S&P 500 bottomed at 3,577 level in 2022 but a Piper Sandler analyst warns that we may see even worse this year.
Kantrowitz bearish view on S&P 500
Michael Kantrowitz sees downside in the benchmark index to 3,225 level – about a 16% downside from here. Defending his dovish view on CNBC’s “Power Lunch”, he said:
Last year, we saw a bond bear market really bang around equities and now we’ll see the lagged effect of this bond bear market or everything the Fed has done and will continue to do start to show up in earnings and employment.
On Thursday, Automatic Data Processing (ADP) said private payrolls went up by 235,000 in December; well above the 153,000 that economists had forecast.
Last month, billionaire investor David Tepper also said that he was “leaning short” on equities as Invezz reported here.
S&P 500 is not pricing in a recession
A day earlier, the U.S. Federal Reserve released minutes from its December meeting, indicating that officials see higher rates to remain in place for a while until inflation looks undoubtedly headed for its 2.0% target.

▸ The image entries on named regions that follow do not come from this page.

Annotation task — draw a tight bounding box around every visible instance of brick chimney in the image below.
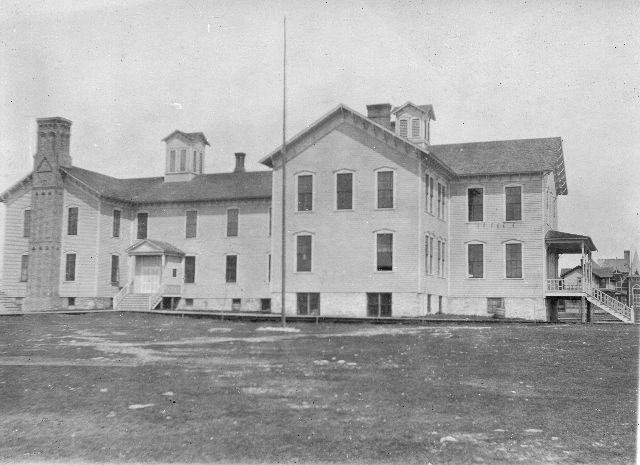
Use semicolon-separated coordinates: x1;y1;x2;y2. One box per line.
367;103;392;129
233;152;246;173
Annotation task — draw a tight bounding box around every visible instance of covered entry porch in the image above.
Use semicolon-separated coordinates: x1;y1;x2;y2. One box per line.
114;239;185;310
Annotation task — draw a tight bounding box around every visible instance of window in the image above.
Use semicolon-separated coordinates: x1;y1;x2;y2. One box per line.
487;297;504;315
296;235;312;271
296;292;320;315
367;292;391;317
336;173;353;210
376;233;393;271
137;213;149;239
504;186;522;221
227;208;239;237
297;174;313;212
505;243;522;278
169;150;176;173
467;244;484;278
225;255;238;283
20;253;29;283
111;255;120;284
378;171;393;208
400;119;409;137
467;187;484;221
112;210;121;237
67;207;78;236
411;118;420;139
184;256;196;284
186;210;198;237
429;237;433;274
22;210;31;237
64;253;76;281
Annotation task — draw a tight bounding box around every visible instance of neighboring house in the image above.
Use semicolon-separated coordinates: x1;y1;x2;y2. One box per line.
0;102;632;320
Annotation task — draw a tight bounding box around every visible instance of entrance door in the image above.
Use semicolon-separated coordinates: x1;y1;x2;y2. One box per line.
135;256;162;294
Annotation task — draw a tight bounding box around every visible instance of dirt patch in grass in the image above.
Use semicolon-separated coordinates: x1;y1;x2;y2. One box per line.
0;314;638;463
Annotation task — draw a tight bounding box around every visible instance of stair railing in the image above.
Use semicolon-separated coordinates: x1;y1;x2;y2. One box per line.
589;286;634;322
149;286;164;310
113;280;133;310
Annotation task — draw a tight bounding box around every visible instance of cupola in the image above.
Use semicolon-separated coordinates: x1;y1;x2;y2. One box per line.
162;130;209;182
391;102;436;147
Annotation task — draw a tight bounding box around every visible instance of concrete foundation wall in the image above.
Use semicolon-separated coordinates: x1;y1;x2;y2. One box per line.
445;297;548;321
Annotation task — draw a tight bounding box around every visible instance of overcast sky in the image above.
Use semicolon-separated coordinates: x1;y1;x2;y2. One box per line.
0;0;640;272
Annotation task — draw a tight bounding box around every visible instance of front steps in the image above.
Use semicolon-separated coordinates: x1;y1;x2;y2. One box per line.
0;291;22;313
114;294;151;311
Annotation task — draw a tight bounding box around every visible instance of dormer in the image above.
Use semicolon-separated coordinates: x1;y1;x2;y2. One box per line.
162;130;209;182
391;102;436;147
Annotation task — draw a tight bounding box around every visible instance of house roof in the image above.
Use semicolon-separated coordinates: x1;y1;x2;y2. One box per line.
126;239;185;256
61;166;271;203
429;137;568;195
598;258;629;273
162;129;210;145
545;230;598;253
391;102;436;121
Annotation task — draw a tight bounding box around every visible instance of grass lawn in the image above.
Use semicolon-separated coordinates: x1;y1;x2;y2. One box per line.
0;313;638;464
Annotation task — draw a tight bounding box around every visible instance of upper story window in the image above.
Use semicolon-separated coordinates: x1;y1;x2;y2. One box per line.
67;207;78;236
504;186;522;221
112;210;122;237
336;173;353;210
296;174;313;212
186;210;198;238
227;208;239;237
376;233;393;271
398;118;409;137
296;234;313;271
505;242;522;278
411;118;420;139
169;150;178;173
467;244;484;278
184;255;196;284
137;213;149;239
467;187;484;221
20;253;29;283
377;171;394;208
180;149;187;171
22;210;31;237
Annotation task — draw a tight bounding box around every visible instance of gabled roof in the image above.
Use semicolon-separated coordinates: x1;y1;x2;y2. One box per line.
260;104;455;176
162;129;209;145
61;166;271;204
125;239;185;257
544;230;598;253
429;137;568;195
598;258;629;273
391;102;436;121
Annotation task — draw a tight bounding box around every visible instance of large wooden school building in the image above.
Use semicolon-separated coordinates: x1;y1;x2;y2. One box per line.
0;102;632;320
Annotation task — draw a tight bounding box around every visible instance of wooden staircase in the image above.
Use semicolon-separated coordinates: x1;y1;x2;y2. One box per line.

Consequently, Kantrowitz forecasts a hard landing in the back half of 2023 that’s not baked into the equities market just yet.
Last year was about multiple compression because of higher rates and what happened with inflation. That’s not the same thing as pricing in a recession. We can clearly see in the credit markets that hasn’t been the case.
Also on Thursday, S&P Global reported final services PMI for December at 44.7 – lowest level since last August.